Pendant quatre ans, le BET Tribu a évalué la pertinence des solutions retenues pour ce lycée et mesuré la concordance entre objectifs initiaux de consommation énergétique et comportement réel du bâtiment. Ainsi, le bilan global a permis d'améliorer les performances tout en réduisant les coûts d'exploitation et de maintenance.

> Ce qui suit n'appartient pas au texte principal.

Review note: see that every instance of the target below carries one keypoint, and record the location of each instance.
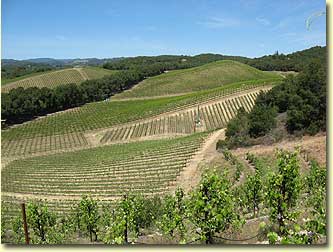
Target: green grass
(52, 79)
(7, 81)
(145, 167)
(100, 115)
(208, 76)
(97, 72)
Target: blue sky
(113, 28)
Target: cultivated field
(107, 122)
(208, 76)
(148, 167)
(53, 79)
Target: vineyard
(69, 130)
(208, 76)
(213, 116)
(106, 114)
(246, 202)
(148, 167)
(60, 77)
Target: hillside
(295, 61)
(52, 79)
(194, 79)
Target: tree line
(21, 105)
(207, 215)
(302, 98)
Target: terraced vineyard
(148, 167)
(29, 146)
(56, 78)
(101, 115)
(213, 116)
(68, 130)
(208, 76)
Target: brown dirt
(99, 132)
(314, 146)
(191, 175)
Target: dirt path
(116, 98)
(24, 196)
(177, 111)
(191, 175)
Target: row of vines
(215, 212)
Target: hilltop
(55, 78)
(208, 76)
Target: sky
(112, 28)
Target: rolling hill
(52, 79)
(194, 79)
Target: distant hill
(55, 78)
(204, 77)
(289, 62)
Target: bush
(261, 120)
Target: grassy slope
(97, 72)
(100, 161)
(54, 78)
(204, 77)
(106, 114)
(8, 81)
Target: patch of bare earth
(314, 147)
(190, 177)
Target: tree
(211, 207)
(262, 119)
(173, 216)
(254, 192)
(283, 189)
(41, 220)
(89, 216)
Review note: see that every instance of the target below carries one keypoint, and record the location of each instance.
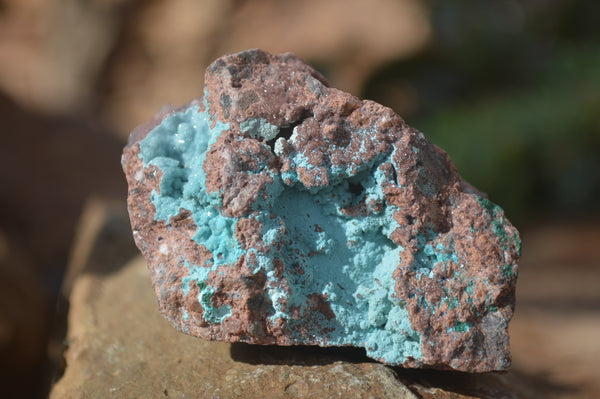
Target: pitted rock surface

PROGRAMME Recherche d'utilisation d'énergies naturelles

Au-delà des règlements d'urbanisme, les exi­gences concours visaient à l'intégration environnementale au site, à la maîtrise des consommations d'énergie et d'eau et au confort thermique, visuel, acoustique et olfactif. Sur une parcelle de 50 000 m², l'équipe lauréate Pierre Tourre a conçu son bâtiment comme une succession d'entités fragmentées perpendiculaires aux courbes de niveaux afin de casser le mistral et de l'utiliser. Sur la pente est-ouest, les fonctions collectives s'inscrivent en porte-à-faux sur un socle à rez-de-chaussée. Le projet divise quatre unités fonctionnelles d'enseignement orientées nord-sud, à l'abri des brises septentrionales (amphithéâtre, restaurant et cyber-cafétaria) et deux unités centrales de formes aléatoires en contrepoint. En thermique, 2/3 des besoins d'été sont couverts par l'énergie solaire. La priorité a été donnée aux matériaux nécessitant peu de maintenance, aux matériaux traditionnels, comme le bardage en lames de châtaignier bouillies dans de l'huile de la salle polyvalente, et aux équipements intégrés, comme cette ombrière bois dotée de panneaux photovoltaïques à l'entrée du bâtiment. Un soin particulier est apporté à la ventilation naturelle assistée et contrôlée (VNAC). Chaque bâtiment d'enseignement est bâti au-­dessus d'un préau dont le plafond régule l'arrivée d'air. Ce dernier circule ainsi entre dalle béton et plancher collaborant, avant d'être aspiré au ras des fenêtres des classes. Puis, il s'évacue en partie haute des cloisons à travers un caisson acoustique, avant d'être extrait en toiture par des tourelles à hélices de type Edmonds. Ces extracteurs, sur le principe des pièges à vent de l'architecture moyen-orientale, sont équipés d'un registre motorisé, asservi à la vitesse du vent et à la température. L'hiver, l'air est chauffé par le double plancher alors que l'été, il est tempéré par la végétation extérieure, fonctionnant la nuit en « night cooling ». En terme de coût global, la prise en compte des coûts de fonctionnement et maintenance HQE aboutit au déplacement de dépenses d'investissement (environ 7 et 8 %) amorti sur 8 ans. Ratio que le BET Economie Arche Med évalue en 2003 à 11 000 Y/élève.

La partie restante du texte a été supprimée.